Notre majorité est mise à rude épreuve ces derniers jours, personne ne peut nier l’ampleur de la mobilisation qui paralyse la France depuis une semaine. Oui, il y a de l’inquiétude chez les Français et c’est bien naturel car c’est de leur avenir qu’il est question. Les syndicats se disent déterminés, le Gouvernement aussi. Il ne faut pas que cette confrontation s’éternise car si nous gardons le système tel qu’il est, les Français seront les seuls perdants.
Aujourd’hui, la situation est claire : notre système a été conçu pour une autre époque, les salariés du monde de 2019 paient pour 42 régimes de retraites hérités de 1945. Il y a le déficit que nous annonce le Conseil d’Orientation des Records : selon que l’effort de l’Etat reste constant par rapport au PIB ou non, il manquera entre 8 et 17 Md€ d’ici 2025 pour financer les retraites. Nos enfants n’ont pas à payer pour notre imprévoyance ou notre impéritie.
Il y a donc un problème de structure. Toutes les réformes paramétriques accomplies depuis une trentaine d’années ne font que souligner cette difficulté : les prélèvements pour financer les retraites représentent actuellement 31 % des revenus des actifs ; sans les réformes menées depuis 1993, ce serait 43 %.

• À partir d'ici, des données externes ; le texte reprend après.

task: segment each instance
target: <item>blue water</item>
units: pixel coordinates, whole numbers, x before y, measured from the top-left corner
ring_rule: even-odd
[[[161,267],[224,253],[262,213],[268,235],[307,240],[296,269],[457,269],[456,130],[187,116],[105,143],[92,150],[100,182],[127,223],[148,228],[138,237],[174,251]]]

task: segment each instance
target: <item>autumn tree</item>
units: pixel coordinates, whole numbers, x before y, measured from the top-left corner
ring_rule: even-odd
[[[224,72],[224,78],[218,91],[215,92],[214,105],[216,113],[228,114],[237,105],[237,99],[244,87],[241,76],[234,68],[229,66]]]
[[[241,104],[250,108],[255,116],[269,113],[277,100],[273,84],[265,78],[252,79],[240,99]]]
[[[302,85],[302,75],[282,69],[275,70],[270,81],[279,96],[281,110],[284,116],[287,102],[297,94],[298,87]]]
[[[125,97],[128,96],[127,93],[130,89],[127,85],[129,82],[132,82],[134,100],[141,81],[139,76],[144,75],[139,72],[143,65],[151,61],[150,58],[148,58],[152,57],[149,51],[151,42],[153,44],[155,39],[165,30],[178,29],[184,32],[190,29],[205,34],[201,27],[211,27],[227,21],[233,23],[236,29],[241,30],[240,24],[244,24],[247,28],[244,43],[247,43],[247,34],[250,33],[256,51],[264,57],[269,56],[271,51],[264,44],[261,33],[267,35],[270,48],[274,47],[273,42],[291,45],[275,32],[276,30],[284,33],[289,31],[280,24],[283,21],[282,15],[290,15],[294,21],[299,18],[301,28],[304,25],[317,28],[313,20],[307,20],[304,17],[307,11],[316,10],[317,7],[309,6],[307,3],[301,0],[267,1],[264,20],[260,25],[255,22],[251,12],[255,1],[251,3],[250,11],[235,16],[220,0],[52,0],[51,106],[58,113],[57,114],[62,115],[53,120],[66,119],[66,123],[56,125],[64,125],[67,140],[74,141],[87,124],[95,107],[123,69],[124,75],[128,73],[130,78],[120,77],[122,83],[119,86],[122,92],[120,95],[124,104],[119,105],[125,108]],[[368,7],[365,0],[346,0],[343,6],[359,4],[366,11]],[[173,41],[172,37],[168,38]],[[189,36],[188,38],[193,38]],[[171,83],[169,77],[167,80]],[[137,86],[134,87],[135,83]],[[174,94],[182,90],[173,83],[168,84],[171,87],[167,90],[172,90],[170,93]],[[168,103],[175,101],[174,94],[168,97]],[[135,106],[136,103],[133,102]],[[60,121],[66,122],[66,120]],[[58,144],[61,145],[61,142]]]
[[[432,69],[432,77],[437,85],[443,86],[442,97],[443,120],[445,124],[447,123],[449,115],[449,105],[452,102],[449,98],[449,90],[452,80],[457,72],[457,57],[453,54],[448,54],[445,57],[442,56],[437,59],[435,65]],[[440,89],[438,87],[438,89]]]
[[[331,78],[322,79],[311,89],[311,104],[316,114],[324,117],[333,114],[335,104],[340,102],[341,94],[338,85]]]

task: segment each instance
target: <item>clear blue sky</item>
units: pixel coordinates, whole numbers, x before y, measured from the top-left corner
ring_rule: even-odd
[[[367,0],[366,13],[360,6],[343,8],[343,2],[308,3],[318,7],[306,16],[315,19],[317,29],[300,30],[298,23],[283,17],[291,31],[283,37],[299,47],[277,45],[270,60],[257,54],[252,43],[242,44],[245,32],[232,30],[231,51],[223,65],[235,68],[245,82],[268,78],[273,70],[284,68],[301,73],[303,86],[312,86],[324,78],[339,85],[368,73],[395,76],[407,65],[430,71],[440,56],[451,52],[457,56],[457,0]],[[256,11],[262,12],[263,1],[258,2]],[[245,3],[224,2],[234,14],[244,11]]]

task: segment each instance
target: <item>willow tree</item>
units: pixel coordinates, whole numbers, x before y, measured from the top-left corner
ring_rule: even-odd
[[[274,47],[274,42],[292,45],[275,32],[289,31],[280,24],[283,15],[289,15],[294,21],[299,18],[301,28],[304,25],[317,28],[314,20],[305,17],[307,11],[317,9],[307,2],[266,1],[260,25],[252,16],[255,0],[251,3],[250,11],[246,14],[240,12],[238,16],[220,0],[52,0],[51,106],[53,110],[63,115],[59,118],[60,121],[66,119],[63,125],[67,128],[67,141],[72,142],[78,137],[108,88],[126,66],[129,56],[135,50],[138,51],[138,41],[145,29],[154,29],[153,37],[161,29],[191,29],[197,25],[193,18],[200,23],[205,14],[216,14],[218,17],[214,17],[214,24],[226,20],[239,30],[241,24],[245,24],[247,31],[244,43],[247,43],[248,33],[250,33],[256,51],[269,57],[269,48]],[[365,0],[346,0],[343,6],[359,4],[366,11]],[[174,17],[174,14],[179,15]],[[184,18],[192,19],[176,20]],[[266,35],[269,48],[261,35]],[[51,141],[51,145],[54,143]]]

Il y a aussi un problème de justice. Le système a été conçu pour une autre époque : la carrière, le nombre d’enfants, la place de la femme, l’espérance de vie, la pénibilité ont beaucoup changé depuis
Résultat : les femmes perçoivent une pension brute mensuelle de 1123 €, de 43 % inférieure à celle des hommes, ceux qui cotisent 1504 euros sur un trimestre ne le valident pas, ceux qui cotisent 1505 si ; le conducteur de bus de Bordeaux a une retraite différente de celui de Paris…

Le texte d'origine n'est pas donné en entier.